The number of vacant properties in New Castle County peaked in 2017 at 1,350, according to county officials. Since then, the Vacant Spaces to Livable Places initiative has worked to reduce those vacant locations with much success. In six years, the number of vacancies has dropped 53%.
This week, County Executive Matt Meyer celebrated the completion of the latest vacant property to be transformed under the program, a spot in Minquadale that will be used as a transitional home for young women aging out of foster care.
“There are over 700 properties we’ve now done like this on my watch,” Meyer said. “This starts by identifying a problem, a problem of delinquent housing stock in neighborhoods not just here in Minquadale, but across the county, really the city of Wilmington, the state, and to some extent the country.”
Due to its condition, property buyers overlooked this space.
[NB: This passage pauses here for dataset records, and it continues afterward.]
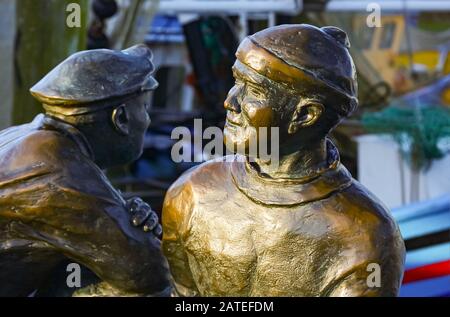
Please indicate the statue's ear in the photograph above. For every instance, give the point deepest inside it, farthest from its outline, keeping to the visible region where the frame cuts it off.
(307, 112)
(120, 119)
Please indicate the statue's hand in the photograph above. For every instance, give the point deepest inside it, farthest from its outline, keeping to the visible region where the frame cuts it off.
(143, 216)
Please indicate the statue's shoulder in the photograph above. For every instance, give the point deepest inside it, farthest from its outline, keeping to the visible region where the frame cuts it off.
(209, 173)
(25, 145)
(362, 210)
(193, 186)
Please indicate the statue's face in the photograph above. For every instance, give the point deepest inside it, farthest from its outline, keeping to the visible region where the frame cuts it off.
(250, 106)
(138, 123)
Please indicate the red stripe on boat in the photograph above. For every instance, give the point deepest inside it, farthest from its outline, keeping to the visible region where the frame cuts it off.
(427, 271)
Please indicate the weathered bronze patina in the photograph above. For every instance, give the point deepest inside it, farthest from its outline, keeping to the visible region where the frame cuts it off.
(56, 202)
(304, 227)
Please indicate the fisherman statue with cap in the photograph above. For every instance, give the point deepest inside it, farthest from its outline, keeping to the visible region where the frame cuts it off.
(241, 227)
(55, 201)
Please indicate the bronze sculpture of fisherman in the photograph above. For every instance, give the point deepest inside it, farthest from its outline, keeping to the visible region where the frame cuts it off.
(56, 202)
(304, 228)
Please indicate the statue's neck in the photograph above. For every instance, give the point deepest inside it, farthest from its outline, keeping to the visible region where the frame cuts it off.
(303, 162)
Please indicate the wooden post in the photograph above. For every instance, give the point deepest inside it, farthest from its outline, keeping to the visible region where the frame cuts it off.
(42, 41)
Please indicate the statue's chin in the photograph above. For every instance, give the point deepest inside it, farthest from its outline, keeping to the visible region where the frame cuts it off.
(235, 142)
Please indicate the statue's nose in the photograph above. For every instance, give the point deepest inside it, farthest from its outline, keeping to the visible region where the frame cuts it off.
(231, 103)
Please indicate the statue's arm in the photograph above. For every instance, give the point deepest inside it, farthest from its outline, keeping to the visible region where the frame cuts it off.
(82, 220)
(175, 217)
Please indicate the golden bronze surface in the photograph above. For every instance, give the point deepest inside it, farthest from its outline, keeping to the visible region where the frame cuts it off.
(241, 227)
(55, 201)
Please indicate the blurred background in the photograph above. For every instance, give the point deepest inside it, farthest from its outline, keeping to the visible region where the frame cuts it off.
(397, 143)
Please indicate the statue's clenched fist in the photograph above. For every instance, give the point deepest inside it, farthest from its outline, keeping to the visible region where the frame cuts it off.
(143, 216)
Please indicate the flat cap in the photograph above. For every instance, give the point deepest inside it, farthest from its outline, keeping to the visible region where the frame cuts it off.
(302, 55)
(90, 76)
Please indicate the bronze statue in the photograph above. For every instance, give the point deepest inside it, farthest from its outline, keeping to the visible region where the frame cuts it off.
(304, 228)
(56, 202)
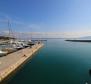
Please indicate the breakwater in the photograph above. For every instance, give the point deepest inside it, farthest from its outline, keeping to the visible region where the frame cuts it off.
(11, 62)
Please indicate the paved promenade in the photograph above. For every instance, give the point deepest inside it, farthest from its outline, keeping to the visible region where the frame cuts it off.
(10, 62)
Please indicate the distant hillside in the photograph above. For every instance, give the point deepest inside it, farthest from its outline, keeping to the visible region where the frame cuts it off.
(5, 38)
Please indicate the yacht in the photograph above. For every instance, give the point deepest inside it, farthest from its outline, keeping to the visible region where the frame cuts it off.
(2, 53)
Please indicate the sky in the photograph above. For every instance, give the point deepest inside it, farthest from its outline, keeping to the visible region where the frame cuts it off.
(46, 15)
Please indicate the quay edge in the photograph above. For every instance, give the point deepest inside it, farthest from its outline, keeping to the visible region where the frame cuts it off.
(10, 70)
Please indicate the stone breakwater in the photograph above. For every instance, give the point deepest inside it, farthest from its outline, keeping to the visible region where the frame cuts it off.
(18, 58)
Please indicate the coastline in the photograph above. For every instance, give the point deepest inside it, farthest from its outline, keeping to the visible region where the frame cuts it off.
(25, 56)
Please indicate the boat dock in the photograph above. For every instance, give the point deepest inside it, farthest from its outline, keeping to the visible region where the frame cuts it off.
(11, 62)
(79, 40)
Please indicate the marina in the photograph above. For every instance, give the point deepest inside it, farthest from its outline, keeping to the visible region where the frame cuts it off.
(7, 65)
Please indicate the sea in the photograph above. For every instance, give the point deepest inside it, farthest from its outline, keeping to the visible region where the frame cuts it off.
(58, 62)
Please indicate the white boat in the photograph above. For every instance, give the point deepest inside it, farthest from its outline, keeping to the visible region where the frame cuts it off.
(2, 53)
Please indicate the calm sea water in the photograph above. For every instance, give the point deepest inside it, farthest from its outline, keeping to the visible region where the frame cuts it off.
(59, 62)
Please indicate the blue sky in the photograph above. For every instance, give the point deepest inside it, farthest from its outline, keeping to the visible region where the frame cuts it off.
(46, 15)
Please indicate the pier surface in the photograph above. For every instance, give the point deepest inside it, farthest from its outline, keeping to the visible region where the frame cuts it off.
(12, 61)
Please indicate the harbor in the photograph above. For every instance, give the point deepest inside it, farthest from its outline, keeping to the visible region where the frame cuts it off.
(12, 61)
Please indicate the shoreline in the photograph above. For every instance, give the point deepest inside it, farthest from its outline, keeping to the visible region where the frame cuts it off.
(25, 56)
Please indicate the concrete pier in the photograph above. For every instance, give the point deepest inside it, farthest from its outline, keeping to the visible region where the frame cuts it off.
(11, 62)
The partially collapsed roof held a considerable liability, and the expensive delinquency rate discouraged buyers.
According to Meyer, the Department of Purchasing decided to run a bid and sell the property for zero dollars to bring a change to the community. The buyer was a nonprofit called Duffy’s Hope, run by CEO and founder Duffy Samuels. He plans to use the location to help address homelessness in line with mission.
“I’ve seen a lot of homelessness with teenagers and kids over the age 18, young adults, so it was mainly my focus to try to help with the homelessness here in the state of Delaware,” Samuels said.
Four young women aging out of foster care will take up residence in the space, working closely with case managers to develop a plan to get them on their feet and learn the ways of independent living.
“Our goal is to help them get their GED or a high school diploma, also help them get an education in college, and help them prepare for the workforce. And then also help them with their mental health,” Duffy said.
In addition to help from Duffy’s Hope, the young women will have the opportunity to pursue a college education tuition-free at Wilmington University.
Part of the money generated from the county’s efforts to transform vacant properties into contributing to the tax base will go to school districts across the county.
“The 700 properties have generated over $3.4 million of revenue for the government,” Meyer said of the program’s financial impact. “$1.7 million has gone to help our schools.”
The ribbon-cutting ceremony and the official opening of the transitional house are scheduled for September.